Nevertheless, we hold the trial court's error in allowing Victim to remove her prosthetic eyeball was harmless because, while inflammatory, the demonstration could not have reasonably affected the outcome of the trial. See State v. Mitchell, 286 S.C. 572, 573, 336 S.E.2d 150, 151 (1985) ("Error is harmless when it 'could not reasonably have affected the result of the trial.'" (quoting State v. Key, 256 S.C. 90, 93, 180 S.E.2d 888, 890 (1971))); State v. Collins, 409 S.C. 524, 537, 763 S.E.2d 22, 29 (2014) ("The harmless error rule generally provides that an error is harmless beyond a reasonable doubt if it did not contribute to the verdict obtained."). The State established McNeil's guilt beyond a reasonable doubt through Victim's testimony, expert testimony, and gruesome photographs. See State v. Brown, 344 S.C. 70, 75, 543 S.E.2d 552, 554-55 (2001) ("Whether an error in the admission of evidence is harmless generally depends upon its materiality in relation to the case as a whole.").

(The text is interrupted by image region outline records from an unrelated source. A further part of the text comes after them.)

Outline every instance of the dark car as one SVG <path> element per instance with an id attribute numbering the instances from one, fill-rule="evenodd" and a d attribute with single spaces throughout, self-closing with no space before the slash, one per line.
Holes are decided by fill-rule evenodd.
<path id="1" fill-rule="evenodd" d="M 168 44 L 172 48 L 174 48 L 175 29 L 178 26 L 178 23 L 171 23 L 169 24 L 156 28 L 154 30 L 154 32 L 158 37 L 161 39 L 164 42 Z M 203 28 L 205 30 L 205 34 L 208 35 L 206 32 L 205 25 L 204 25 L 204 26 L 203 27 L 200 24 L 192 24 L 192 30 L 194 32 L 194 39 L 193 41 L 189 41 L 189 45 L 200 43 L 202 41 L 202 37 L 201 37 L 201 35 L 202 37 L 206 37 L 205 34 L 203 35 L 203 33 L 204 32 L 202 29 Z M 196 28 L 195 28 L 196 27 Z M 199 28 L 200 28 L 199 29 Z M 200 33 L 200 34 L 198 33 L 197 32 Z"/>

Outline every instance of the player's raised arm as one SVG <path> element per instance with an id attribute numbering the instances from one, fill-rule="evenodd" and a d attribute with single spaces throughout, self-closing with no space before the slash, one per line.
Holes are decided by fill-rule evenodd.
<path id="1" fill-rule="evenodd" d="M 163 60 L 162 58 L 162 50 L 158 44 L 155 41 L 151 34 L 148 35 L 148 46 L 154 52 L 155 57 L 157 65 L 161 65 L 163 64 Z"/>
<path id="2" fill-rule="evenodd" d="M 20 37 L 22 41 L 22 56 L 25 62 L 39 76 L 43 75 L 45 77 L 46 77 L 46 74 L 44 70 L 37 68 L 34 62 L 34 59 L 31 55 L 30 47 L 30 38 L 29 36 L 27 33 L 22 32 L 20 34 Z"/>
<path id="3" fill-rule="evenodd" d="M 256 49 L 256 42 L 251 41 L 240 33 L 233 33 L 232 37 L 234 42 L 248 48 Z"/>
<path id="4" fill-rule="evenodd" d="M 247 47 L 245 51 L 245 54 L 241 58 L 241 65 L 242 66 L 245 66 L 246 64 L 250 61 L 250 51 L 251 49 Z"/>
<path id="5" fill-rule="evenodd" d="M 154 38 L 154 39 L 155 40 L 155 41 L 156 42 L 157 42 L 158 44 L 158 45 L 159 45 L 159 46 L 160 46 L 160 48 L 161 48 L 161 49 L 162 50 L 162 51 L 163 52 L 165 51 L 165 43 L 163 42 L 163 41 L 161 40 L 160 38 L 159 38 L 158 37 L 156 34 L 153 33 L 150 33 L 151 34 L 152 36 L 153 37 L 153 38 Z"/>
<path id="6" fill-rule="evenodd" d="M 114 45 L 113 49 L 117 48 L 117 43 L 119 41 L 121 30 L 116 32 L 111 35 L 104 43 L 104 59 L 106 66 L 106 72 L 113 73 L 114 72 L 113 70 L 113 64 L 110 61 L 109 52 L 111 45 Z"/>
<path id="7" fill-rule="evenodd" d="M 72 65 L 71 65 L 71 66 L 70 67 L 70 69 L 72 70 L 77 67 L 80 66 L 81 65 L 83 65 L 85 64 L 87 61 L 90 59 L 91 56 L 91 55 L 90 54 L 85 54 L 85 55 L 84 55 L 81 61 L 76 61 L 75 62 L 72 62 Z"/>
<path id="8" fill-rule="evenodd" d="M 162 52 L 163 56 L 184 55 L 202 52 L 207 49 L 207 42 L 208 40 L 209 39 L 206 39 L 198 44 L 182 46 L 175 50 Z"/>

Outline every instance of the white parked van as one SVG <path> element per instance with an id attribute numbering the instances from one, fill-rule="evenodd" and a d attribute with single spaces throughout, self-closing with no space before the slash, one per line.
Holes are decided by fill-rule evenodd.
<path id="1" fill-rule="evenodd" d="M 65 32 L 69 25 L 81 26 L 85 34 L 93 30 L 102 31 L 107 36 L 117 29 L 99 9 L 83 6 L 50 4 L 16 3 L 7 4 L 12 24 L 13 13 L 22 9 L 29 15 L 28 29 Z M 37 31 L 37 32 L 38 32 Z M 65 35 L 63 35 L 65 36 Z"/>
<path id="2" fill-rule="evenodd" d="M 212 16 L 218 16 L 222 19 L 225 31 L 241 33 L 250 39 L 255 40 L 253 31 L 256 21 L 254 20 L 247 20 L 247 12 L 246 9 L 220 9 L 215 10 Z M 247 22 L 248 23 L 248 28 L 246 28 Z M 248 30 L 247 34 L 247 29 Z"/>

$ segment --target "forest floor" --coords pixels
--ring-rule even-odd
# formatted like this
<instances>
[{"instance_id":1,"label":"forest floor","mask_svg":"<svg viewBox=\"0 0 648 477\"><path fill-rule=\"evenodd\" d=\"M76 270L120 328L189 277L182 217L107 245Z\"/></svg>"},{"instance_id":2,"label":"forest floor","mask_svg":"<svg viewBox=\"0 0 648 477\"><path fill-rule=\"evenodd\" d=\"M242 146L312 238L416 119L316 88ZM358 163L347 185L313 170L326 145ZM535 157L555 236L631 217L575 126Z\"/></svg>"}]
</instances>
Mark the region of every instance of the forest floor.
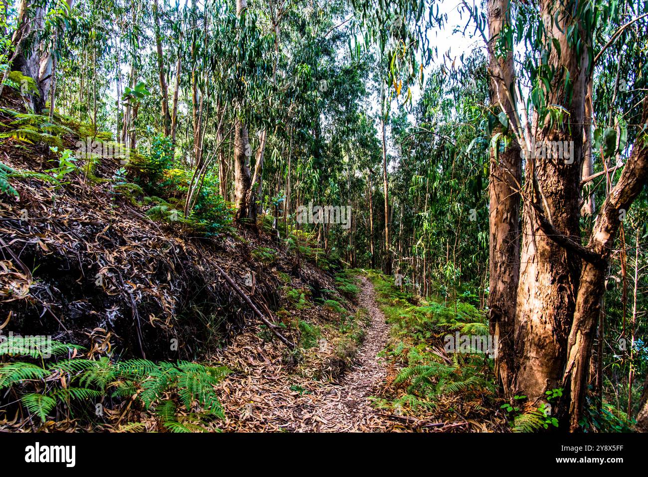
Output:
<instances>
[{"instance_id":1,"label":"forest floor","mask_svg":"<svg viewBox=\"0 0 648 477\"><path fill-rule=\"evenodd\" d=\"M388 375L388 365L378 354L387 344L389 325L376 303L373 286L364 277L358 301L368 311L370 321L353 365L336 382L282 372L276 369L281 365L272 362L259 363L248 369L246 378L235 377L223 383L227 397L224 397L226 417L222 428L238 432L406 430L400 417L380 413L371 406L370 397L379 393ZM248 339L251 337L248 335ZM251 343L248 347L258 353L257 347ZM233 356L226 357L226 363L227 357Z\"/></svg>"}]
</instances>

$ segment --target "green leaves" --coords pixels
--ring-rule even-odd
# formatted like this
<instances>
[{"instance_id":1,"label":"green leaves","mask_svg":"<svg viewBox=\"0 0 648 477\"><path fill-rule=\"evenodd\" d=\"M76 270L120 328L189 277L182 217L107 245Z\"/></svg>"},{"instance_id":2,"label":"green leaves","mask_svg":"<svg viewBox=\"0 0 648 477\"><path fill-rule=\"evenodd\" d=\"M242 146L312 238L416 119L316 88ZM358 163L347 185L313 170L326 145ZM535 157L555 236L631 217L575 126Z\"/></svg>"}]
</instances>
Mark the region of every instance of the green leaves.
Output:
<instances>
[{"instance_id":1,"label":"green leaves","mask_svg":"<svg viewBox=\"0 0 648 477\"><path fill-rule=\"evenodd\" d=\"M124 88L122 100L132 105L138 100L143 99L150 94L151 93L146 89L146 84L144 82L138 81L137 84L135 85L135 88L131 89L128 86Z\"/></svg>"},{"instance_id":2,"label":"green leaves","mask_svg":"<svg viewBox=\"0 0 648 477\"><path fill-rule=\"evenodd\" d=\"M38 393L26 394L20 398L20 401L30 413L40 417L43 422L45 422L47 414L56 405L56 400L53 397Z\"/></svg>"}]
</instances>

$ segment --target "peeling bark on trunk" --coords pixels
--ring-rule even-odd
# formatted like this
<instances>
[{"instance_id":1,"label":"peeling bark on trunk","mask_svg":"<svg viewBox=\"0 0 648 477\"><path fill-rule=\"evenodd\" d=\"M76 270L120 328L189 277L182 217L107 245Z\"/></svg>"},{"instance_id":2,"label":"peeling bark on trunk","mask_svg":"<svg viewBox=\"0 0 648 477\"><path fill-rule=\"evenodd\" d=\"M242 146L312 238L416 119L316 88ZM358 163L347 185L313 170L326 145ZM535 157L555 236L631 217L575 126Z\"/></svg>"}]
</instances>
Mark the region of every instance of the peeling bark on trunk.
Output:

2. We hold McNeil's argument that the trial court erred when it allowed the admission of State's Exhibit 18 is not preserved for appellate review. See State v. Sweet, 374 S.C. 1, 5, 647 S.E.2d 202, 205 (2007) ("To properly preserve an issue for review there must be a contemporaneous objection that is ruled upon by the trial court."). We also hold the trial court did not abuse its discretion when it allowed the admission of State's Exhibit 21 because it was probative and was not needlessly cumulative. Phillips, 430 S.C. at 340, 844 S.E.2d at 662 ("We review a trial court's decision to admit or exclude evidence under a deferential standard for an abuse of discretion."); Rule 403, SCRE ("Although relevant, evidence may be excluded if its probative value is substantially outweighed by . . . considerations of undue delay, waste of time, or needless presentation of cumulative evidence."). State's Exhibit 21 was probative because it corroborated Victim's testimony and expert testimony and was not needlessly cumulative because it was the only close-up photograph of Victim's eyeball injury on the day of the assault. See Gray, 408 S.C. at 610, 759 S.E.2d at 165 ("'Probative value' is the measure of the importance of [the evidence] to the outcome of a case" or "the weight that a piece of relevant evidence will carry in helping the trier of fact decide the issues."); State v. Nance, 320 S.C. 501, 508, 466 S.E.2d 349, 353 (1996) ("If the offered photograph serves to corroborate testimony, it is not an abuse of discretion to admit it.").
In addition, we hold that even if the admission of State's Exhibit 21 were error, it was harmless because the State had already admitted State's Exhibit 18 and the addition of Exhibit 21 did not affect the overall outcome at trial. See Collins, 409 S.C. at 537, 763 S.E.2d at 29 ("The harmless error rule generally provides that an error is harmless beyond a reasonable doubt if it did not contribute to the verdict obtained."); Brown, 344 S.C. at 75, 543 S.E.2d at 554-55 ("Whether an error in the admission of evidence is harmless generally depends upon its materiality in relation to the case as a whole."); State v. Johnson, 298 S.C. 496, 499, 381 S.E.2d 732, 733 (1989) ("The admission of improper evidence is harmless where it is merely cumulative to other evidence."). State's Exhibits 18 and 21 were graphic, with each one providing a perspective of Victim's injury; however, the admission of State's Exhibit 21 did not have any likelihood of changing the result of the trial because it corroborated testimony offered by the State from both experts and Victim. See State v. Watts, 321 S.C. 158, 165, 467 S.E.2d 272, 277 (Ct. App. 1996) ("In applying the harmless error rule, the court must be able to declare the error had little, if any, likelihood of having changed the result of the trial and the court must be able to declare such belief beyond a reasonable doubt.").
We decide this case without oral argument pursuant to Rule 215, SCACR.
KONDUROS, GEATHERS, and TURNER, JJ., concur.